Editor's note (added 08-09-05): This was the fifth in a six-entry series during which The Measure was taken over by a rabbit.
I believe my neighbor is drowning dogs on the other side of the fence. I hear intermittent yelping combined with violent splashing. And though I would not support such drastic measures, something certainly ought to be done about those dogs. The odor of feces on the late autumn breeze makes one yearn for more confined environs. Unfortunately, my condition -- that is, the herbivorous temperament -- requires me to travel about the yard foraging for sustenance.
Now we must clear up that persistent question, "Where have you gone to, Gerard?" "Were you not satisfied with the electronic realm?" "Were we insufficiently solicitous? Not welcoming enough? Ought we to have sung your praises more often in the guestbook?" I assure you, no, the fault is almost entirely mine. My hesitance to declare myself completely culpable arises only from the interaction of several factors which I will discuss below.
First, I must establish the mise en scene, which will require my readers to cast their minds over the stereotypes they have built up over their lifetimes and ask themselves "In the company of whom are bunnies usually found?" The first reply that springs to mind is, of course, "other bunnies." Though this is no doubt the case, I ask you to limit the accusative pronoun specifically to members of your own species (I trust my readers are at least predominantly anthropoid)...and I believe you will find in short order the answer you seek: prestidigitators.
Yes, those top-hatted gentlemen are known not only for fraternizing with my kind, but for making use of us in their performances. Most acquire us through licit means -- there are, I believe, shops for this kind of thing -- but unfortunately there also exists a black market.
Where can this be leading? Was I, Gerard, kidnapped by marauding middlemen and pressed into involuntary servitude at the hands of a magician? Was I forced to spend an entire fortnight inside a malodorous head covering?
Indeed I was. And I have not yet touched on the worst of it. My readers must know by now, as I have considerately provided several self-portraits for your perusal, that my fur is a delicate gray shade. Gray fur, however, is not seen as sufficiently archetypal when it comes to bunnies; our wand-wielding masters require a pristine white stage prop. Thus, for the duration of my imprisonment, I was powdered. Twice a day, large quantities of cornstarch were patted over my body. It made me sneeze.
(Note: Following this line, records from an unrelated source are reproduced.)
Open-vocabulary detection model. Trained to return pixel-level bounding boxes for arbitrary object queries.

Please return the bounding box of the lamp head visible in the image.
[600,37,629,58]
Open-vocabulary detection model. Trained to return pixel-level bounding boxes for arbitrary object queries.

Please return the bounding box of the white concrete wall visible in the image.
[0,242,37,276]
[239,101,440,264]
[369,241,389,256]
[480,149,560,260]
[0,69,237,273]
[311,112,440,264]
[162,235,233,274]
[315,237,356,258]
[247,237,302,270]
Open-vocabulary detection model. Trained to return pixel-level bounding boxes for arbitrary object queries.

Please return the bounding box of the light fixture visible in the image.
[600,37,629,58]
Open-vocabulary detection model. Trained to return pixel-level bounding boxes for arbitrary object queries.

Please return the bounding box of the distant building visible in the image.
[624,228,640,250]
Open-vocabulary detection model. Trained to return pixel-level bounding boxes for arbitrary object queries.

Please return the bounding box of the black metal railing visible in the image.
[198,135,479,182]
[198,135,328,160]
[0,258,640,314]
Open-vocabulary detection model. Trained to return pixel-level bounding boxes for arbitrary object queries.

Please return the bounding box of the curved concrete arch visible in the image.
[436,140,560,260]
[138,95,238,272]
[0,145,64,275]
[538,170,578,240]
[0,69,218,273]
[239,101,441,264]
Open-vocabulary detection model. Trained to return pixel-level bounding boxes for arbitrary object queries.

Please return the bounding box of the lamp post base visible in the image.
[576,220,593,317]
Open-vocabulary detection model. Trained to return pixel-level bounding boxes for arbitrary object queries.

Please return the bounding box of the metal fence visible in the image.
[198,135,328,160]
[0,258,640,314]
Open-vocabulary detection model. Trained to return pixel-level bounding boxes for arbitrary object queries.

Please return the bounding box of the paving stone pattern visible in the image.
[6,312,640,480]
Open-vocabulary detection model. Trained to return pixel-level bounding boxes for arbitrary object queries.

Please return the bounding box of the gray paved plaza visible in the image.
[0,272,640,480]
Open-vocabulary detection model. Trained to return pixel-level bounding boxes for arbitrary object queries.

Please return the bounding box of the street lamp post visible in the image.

It ought to be obvious by now that I managed to escape the harrowingly pedestrian life of a magician's rabbit. Would that I had some glorious story of how I broke my bonds and hopped to freedom; instead, sadly, I was released voluntarily. I will spare you the details, but suffice it to say my employer had not read the Tractatus as carefully as he imagined. I set the price of our wager as my freedom, and my readers can rejoice in the result. I thank you all for reading.